- Court: Oregon Supreme Court
- Area(s) of Law: Criminal Procedure
- Date Filed: 12-22-2022
- Case #: S068908
- Judge(s)/Court Below: Flynn, J. for the Court; Walters, C.J.; Blamer, J.; Duncan, J.; Nelson, J.; Garrett, J.; & Linder, S.J., Justice pro tempore.
- Full Text Opinion
Defendant appealed convictions of sex offenses, assigning error to the trial court’s joinder of charges arising from two separate incidents involving two different victims. Defendant argued that joinder of the separate incidents substantially prejudiced his trial because the evidence of one unrelated charge improperly influenced the jury regarding the other charge, leading to a substantial detriment at trial.
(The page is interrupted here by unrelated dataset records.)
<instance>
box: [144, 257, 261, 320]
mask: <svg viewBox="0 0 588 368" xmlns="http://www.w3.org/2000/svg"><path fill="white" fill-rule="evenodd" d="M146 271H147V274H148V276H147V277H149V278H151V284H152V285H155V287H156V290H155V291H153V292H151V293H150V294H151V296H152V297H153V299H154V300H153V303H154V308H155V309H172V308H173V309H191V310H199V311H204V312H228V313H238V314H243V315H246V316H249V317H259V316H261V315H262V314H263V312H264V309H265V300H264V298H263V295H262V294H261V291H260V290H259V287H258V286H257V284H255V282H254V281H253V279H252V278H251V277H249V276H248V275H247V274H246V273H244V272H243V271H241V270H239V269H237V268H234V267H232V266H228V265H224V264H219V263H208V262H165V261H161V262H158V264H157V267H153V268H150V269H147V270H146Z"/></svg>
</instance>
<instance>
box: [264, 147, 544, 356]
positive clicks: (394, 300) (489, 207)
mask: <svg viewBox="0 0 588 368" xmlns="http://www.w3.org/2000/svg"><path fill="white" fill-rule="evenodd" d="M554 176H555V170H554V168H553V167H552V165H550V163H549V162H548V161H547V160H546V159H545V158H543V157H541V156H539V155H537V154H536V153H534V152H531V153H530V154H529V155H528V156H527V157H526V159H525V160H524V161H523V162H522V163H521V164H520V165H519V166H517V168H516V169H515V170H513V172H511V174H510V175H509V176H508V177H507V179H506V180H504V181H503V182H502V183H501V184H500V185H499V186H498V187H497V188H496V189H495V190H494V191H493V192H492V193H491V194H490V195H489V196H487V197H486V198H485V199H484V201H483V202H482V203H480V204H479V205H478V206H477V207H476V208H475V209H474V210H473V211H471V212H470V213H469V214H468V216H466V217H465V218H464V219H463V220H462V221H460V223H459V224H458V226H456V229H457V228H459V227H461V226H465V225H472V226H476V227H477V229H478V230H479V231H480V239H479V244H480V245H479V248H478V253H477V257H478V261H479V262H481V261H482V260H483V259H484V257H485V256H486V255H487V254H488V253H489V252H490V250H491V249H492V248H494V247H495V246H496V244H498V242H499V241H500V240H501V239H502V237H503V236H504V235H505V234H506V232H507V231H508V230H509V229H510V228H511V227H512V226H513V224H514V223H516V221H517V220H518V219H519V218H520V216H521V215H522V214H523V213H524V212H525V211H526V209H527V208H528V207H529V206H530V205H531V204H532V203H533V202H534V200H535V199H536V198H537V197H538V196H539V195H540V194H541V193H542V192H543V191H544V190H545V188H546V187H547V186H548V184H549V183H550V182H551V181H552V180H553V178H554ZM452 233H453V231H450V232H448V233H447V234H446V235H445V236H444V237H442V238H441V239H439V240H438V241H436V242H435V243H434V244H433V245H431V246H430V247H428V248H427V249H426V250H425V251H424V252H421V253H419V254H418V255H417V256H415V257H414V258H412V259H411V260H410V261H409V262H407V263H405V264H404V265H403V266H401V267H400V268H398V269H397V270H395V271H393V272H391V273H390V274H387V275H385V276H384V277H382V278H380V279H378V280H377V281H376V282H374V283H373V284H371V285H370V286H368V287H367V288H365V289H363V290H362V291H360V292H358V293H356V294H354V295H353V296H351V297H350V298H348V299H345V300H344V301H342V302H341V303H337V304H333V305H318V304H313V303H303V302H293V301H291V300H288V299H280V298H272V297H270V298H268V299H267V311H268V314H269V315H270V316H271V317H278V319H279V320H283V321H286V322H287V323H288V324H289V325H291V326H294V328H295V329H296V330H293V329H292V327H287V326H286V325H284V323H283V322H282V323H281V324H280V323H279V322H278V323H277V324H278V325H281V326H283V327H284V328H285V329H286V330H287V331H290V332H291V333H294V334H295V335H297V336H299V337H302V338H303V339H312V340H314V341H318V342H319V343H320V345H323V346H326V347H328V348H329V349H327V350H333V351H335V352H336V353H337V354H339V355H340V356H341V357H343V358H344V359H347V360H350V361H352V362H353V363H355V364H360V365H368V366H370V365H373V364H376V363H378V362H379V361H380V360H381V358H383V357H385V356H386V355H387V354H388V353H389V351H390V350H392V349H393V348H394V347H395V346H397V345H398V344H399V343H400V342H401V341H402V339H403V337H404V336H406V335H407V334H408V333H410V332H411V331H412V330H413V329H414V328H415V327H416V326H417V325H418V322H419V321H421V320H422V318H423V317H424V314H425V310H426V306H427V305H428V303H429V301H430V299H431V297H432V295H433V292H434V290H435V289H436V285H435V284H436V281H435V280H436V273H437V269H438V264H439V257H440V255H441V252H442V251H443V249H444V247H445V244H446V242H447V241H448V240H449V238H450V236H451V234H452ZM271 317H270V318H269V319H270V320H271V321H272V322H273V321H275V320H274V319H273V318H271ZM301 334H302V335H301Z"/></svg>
The State argued that substantial prejudice only occurs when it harms a defendant’s ability to get a fair trial. Under ORS 132.560(3), a court may sever claims from joinder when “the state or defendant is substantially prejudiced by a joinder of offenses. . .” The Court found that the Oregon statute was modeled after the federal joinder rules and reasoned that under the federal joinder rules, joinder would substantially prejudice a defendant only if it would confuse the jury, require the defendant to present conflicting defenses, or the jury would find the defendant guilty of one of the crimes simply because they found the defendant guilty of one of the other crimes. United States v. Foutz, 540 F2d 733, 736 (4th Cir 1976). Although the evidence had arguably been introduced when the prosecutor was making a "clarification," Defendant did not respond or offer an alternative theory. The Court found that the trial court identified the substantially prejudicial evidence and did not include that testimony; furthermore neither victim testified to the prejudicial evidence. Affirmed.